I am trying to use Scrapy to login to a website in the init then after confirming login I want to initialize and start the standard crawl through start_urls. Im not sure what is going wrong but i get clear to the login and every thing confirms but parse_item never starts. Any help would be well appreciated.
I can get it up to "================Successfully logged in================="
but
I can not get to "==========================PARSE ITEM=========================="
from scrapy.contrib.spiders.init import InitSpider
from scrapy.http import Request, FormRequest
from scrapy.contrib.linkextractors.sgml import SgmlLinkExtractor
from scrapy.contrib.spiders import Rule
from selenium import webdriver
class ProductDetailsSpider(InitSpider):
name = 'product_details_spider'
allowed_domains = ['my_domain.com']
login_page = 'http://www.my_domain.com/'
start_urls = ['http://www.my_domain.com/nextpage1/',
'http://www.my_domain.com/nextpage2/',
'http://www.my_domain.com/nextpage3/']
rules = (
Rule(SgmlLinkExtractor(allow=()),
callback='parse_item',
follow=True),
)
def get_cookies(self):
driver = webdriver.Firefox()
driver.implicitly_wait(30)
base_url = "http://www.my_domain.com"
driver.get(base_url + "/")
driver.find_element_by_name("USR").clear()
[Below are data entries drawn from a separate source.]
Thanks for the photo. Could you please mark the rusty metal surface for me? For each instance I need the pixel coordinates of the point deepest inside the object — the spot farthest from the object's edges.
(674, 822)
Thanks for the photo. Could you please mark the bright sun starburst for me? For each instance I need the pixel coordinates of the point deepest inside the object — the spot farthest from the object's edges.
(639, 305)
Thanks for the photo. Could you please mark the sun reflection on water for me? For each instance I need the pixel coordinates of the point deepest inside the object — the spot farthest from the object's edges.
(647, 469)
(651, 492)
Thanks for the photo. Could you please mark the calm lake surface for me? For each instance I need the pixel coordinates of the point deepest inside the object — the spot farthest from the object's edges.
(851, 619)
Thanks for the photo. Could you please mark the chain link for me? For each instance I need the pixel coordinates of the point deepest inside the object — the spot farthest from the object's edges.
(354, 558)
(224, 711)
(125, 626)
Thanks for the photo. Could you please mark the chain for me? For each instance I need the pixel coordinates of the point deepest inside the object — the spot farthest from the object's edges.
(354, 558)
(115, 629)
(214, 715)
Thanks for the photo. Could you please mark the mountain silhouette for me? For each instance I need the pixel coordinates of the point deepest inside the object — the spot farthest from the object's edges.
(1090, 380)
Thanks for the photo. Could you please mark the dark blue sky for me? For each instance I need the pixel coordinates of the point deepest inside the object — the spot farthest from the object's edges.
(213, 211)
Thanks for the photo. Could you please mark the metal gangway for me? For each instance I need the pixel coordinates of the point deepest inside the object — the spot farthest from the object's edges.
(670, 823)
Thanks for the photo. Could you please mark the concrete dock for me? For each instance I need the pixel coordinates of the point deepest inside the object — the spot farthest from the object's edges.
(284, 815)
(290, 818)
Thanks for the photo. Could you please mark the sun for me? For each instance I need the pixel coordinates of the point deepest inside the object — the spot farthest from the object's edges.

driver.find_element_by_name("USR").send_keys("my_user")
driver.find_element_by_name("PASSWRD").clear()
driver.find_element_by_name("PASSWRD").send_keys("my_pass")
driver.find_element_by_name("submit").click()
cookies = driver.get_cookies()
driver.close()
cookie_dic = {}
for c in cookies:
cookie_dic[c['name']] = c['value']
return cookie_dic
def init_request(self):
print '=======================INIT======================='
"""This function is called before crawling starts."""
return Request(url=self.login_page, callback=self.login)
def login(self, response):
print '=======================LOGIN======================='
"""Generate a login request."""
return [FormRequest.from_response(response,formname='login_form',
formdata={'USR': 'my_user', 'PASSWRD': 'my_pass'},
callback=self.login_cookies)]
def login_cookies(self, response):
print '=======================COOKIES======================='
return Request(url='http://www.my_domain.com/home',
cookies=self.get_cookies(),
callback=self.check_login_response)
def check_login_response(self, response):
print '=======================CHECK LOGIN======================='
"""Check the response returned by a login request to see if we are
successfully logged in.
"""
if "Logoff" in response.body:
print "=========Successfully logged in.========="
self.initialized()
# Now the crawling can begin..
else:
print "==============Bad times :(==============="
# Something went wrong, we couldn't log in, so nothing happens.
def parse_item(self, response):
print "==============PARSE ITEM=========================="
# Scrape data from page